Monster of the Week

Monster of the Week Takeaways

Book Summary of sessions

Keeper Agenda & Principles

Refresh before every game Keeper Agenda and Principles

Your Agenda is Made up of Three Elements

  • Make the world seem real.
  • Play to see what happens.
  • Make the hunters’ lives dangerous and scary.

The Keeper Principles

The twelve specific ways to apply your agenda

  • Put horror in everyday situations.
  • Address yourself to the hunters, not the players.
  • Use the Keeper moves, never use their names.
  • Be a fan of the hunters.
  • Build up a coherent mythology of the world as you play.
  • Nothing is safe. Kill bystanders and minions, burn down buildings, let monsters be slain.
  • Name everyone they meet, make them seem like normal folks.
  • Ask questions and build on the answers.
  • Sometimes give the hunters exactly what they earned, rather than everything they wanted.
  • Think about what’s happening off-screen.
  • You don’t always have to decide what happens.
  • Everything is a threat.

Six Basic Elements of Story

A mystery is made up of six basic elements. You can create them in any order, but I’ll show you the order I usually use:

  • A basic concept for the mystery.
  • The hook that got the hunters’ attention.
  • The Threats
  • The mystery countdown.
  • Optionally: custom moves for special aspects of the mystery.

Keeper Moves

Basic Keeper Moves

  • Separate them.
  • Reveal future badness.
  • Reveal off-screen badness.
  • Inflict harm, as established.
  • Make them investigate.
  • Make them acquire stuff.
  • Tell them the possible consequences and ask if they want to go ahead.
  • Turn their move back on them.
  • Offer an opportunity, maybe with a cost.
  • Take away some of the hunters’ stuff.
  • Put someone in trouble.
  • Make a threat move, from one of your mystery or arc threats.
  • After every move, ask what they do next.

Monster Threat Moves

  • Hint at its presence
  • Display its full might
  • Appear suddenly
  • Attack with great force and fury
  • Seize someone or something
  • Attack with stealth and calculation
  • Order underlings to do terrible acts
  • Destroy something
  • Escape, no matter how well contained it is
  • Give chase
  • Return to home ground
  • Boast and gloat, maybe revealing a secret
  • Return from seeming destruction
  • Use an unnatural power

Minion Threat Moves

  • A burst of sudden, uncontrolled violence
  • Make a coordinated attack
  • Capture someone, or steal something
  • Reveal a secret
  • Deliver someone or something to the master
  • Give chase
  • Make a threat or demand on behalf of the master
  • Run away
  • Use an unnatural power
  • Display a hint of conscience or humanity
  • Disobey the master, in some petty way

Bystander Threat Moves

  • Go off alone
  • Argue with the hunters
  • Get in the way
  • Reveal something
  • Confess their fears
  • Freak out in terror
  • Try to help the hunters
  • Try to protect people
  • Display inability or incompetence
  • Seek help or comfort

Location Threat Moves

  • Present a hazard
  • Reveal something
  • Hide something
  • Close a way
  • Open a way
  • Reshape itself
  • Trap someone
  • Offer a guide
  • Present a guardian
  • Something doesn’t work properly
  • Create a particular feeling

First Mystery

The first mystery is going to be everyone’s introduction to the hunters and to your game’s world. Build a straightforward hunt, to give the hunters space to talk and get a sense of how the team operates. Pick a classic monster that everyone will recognize from folklore, urban legend, or pop culture.

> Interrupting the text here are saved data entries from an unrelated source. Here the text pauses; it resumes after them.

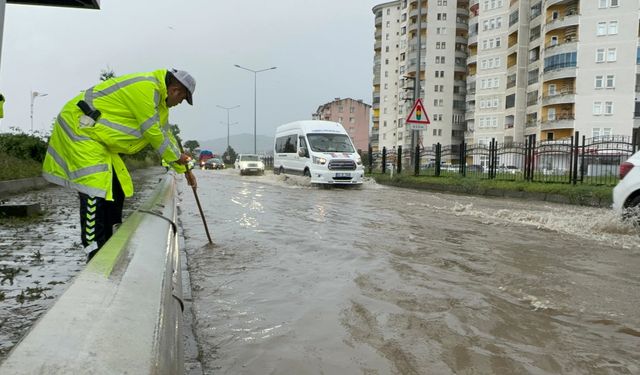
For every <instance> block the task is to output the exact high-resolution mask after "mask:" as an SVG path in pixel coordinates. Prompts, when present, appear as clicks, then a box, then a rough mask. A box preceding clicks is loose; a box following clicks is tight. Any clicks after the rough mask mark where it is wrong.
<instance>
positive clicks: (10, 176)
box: [0, 151, 42, 181]
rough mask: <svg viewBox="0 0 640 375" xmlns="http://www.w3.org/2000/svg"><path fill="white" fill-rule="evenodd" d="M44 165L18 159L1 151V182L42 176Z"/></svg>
mask: <svg viewBox="0 0 640 375" xmlns="http://www.w3.org/2000/svg"><path fill="white" fill-rule="evenodd" d="M41 173H42V163H41V162H38V161H35V160H28V159H27V160H25V159H18V158H16V157H14V156H11V155H8V154H6V153H4V152H1V151H0V181H5V180H17V179H20V178H28V177H34V176H40V174H41Z"/></svg>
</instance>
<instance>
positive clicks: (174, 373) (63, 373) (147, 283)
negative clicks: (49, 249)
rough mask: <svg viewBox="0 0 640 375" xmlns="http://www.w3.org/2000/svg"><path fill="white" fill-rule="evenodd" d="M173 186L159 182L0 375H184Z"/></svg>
mask: <svg viewBox="0 0 640 375" xmlns="http://www.w3.org/2000/svg"><path fill="white" fill-rule="evenodd" d="M175 191H176V182H175V177H174V176H173V175H167V176H166V177H164V179H163V180H162V182H161V184H160V185H159V187H158V188H157V189H156V191H155V192H154V195H153V196H152V197H151V199H149V201H147V202H146V203H145V204H144V205H143V206H142V207H141V208H140V209H139V210H138V211H136V212H134V213H132V214H131V215H130V216H129V217H128V218H127V220H126V221H125V222H124V223H123V224H122V225H121V226H120V228H119V229H118V231H117V232H116V233H115V234H114V235H113V237H112V238H111V239H110V240H109V241H108V242H107V243H106V244H105V245H104V246H103V248H102V249H101V250H100V252H99V253H98V254H97V255H96V256H95V257H94V258H93V259H92V260H91V262H90V263H89V264H88V265H87V267H86V268H85V269H84V270H83V271H82V272H81V273H80V274H79V275H78V276H77V277H76V278H75V279H74V280H73V282H72V284H71V285H70V286H69V288H68V289H67V291H66V292H65V293H64V294H63V295H62V296H60V298H59V299H58V301H56V303H55V304H54V305H53V306H52V307H51V308H50V309H49V310H48V311H47V312H46V313H45V314H44V315H43V316H42V317H41V318H40V319H39V320H38V322H37V323H36V324H35V325H34V327H33V328H32V329H31V330H30V331H29V333H28V334H27V335H26V336H25V337H24V338H23V339H22V341H21V342H20V343H19V344H18V345H17V346H16V347H14V349H13V350H12V351H11V353H10V354H9V356H8V357H7V359H6V360H5V361H4V362H3V363H2V365H1V366H0V373H2V374H14V375H19V374H47V375H49V374H65V375H66V374H125V373H126V374H182V373H183V372H184V357H183V338H182V310H183V303H182V278H181V269H180V259H179V252H178V236H177V234H176V226H175V224H174V223H175V220H176V216H177V210H176V193H175Z"/></svg>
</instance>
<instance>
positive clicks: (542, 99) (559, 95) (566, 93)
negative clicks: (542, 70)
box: [542, 90, 576, 105]
mask: <svg viewBox="0 0 640 375" xmlns="http://www.w3.org/2000/svg"><path fill="white" fill-rule="evenodd" d="M575 101H576V93H575V91H573V90H566V91H560V92H557V93H555V94H551V95H549V94H545V95H543V96H542V105H554V104H566V103H575Z"/></svg>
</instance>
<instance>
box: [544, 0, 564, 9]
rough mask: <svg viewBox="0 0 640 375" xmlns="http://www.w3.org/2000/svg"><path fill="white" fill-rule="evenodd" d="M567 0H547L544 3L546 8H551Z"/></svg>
mask: <svg viewBox="0 0 640 375" xmlns="http://www.w3.org/2000/svg"><path fill="white" fill-rule="evenodd" d="M567 2H568V1H567V0H547V1H546V2H545V3H544V9H549V7H551V6H554V5H556V4H562V3H567Z"/></svg>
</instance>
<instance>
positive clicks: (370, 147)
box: [367, 143, 373, 174]
mask: <svg viewBox="0 0 640 375" xmlns="http://www.w3.org/2000/svg"><path fill="white" fill-rule="evenodd" d="M367 159H369V174H371V173H372V172H373V148H372V147H371V143H369V149H368V153H367Z"/></svg>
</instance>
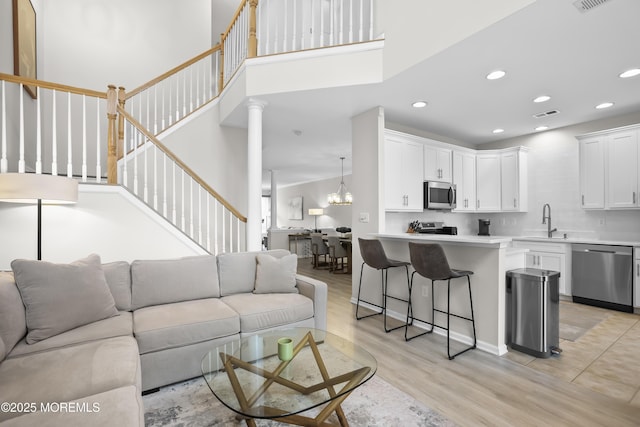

Once you have a monster, come up with a basic concept. Think about what the creature could want, and what bad stuff is going to happen if the hunters don’t stop it. The bad stuff might be personal, local, or apocalyptic in scale.

MotW Session Zero

  • Session Zero
  • Explain & Guide Character setup
    • Ask if the team has a concept they want to start
    • Decide why you became a team
    • Else go right to picking playbooks
  • Create Hunters together
  • Come up with team history.
  • Break!
  • Game!

MotW Session Flow

End of Session Move

Ask the following and depending on how many completed everybody gets: 1-2 = 1 exp, 3-4 = 2 exp.

  • Did we conclude the current mystery?
  • Did we learn something new and important about one of the hunters?
  • Did we learn something new and important about the world?
  • Did we save someone from certain death (or worse)?

Ask everybody if they have plans for what to do next or ideas for later.

Think about whether the mystery gave you more ideas for your existing arcs, or suggested a new one.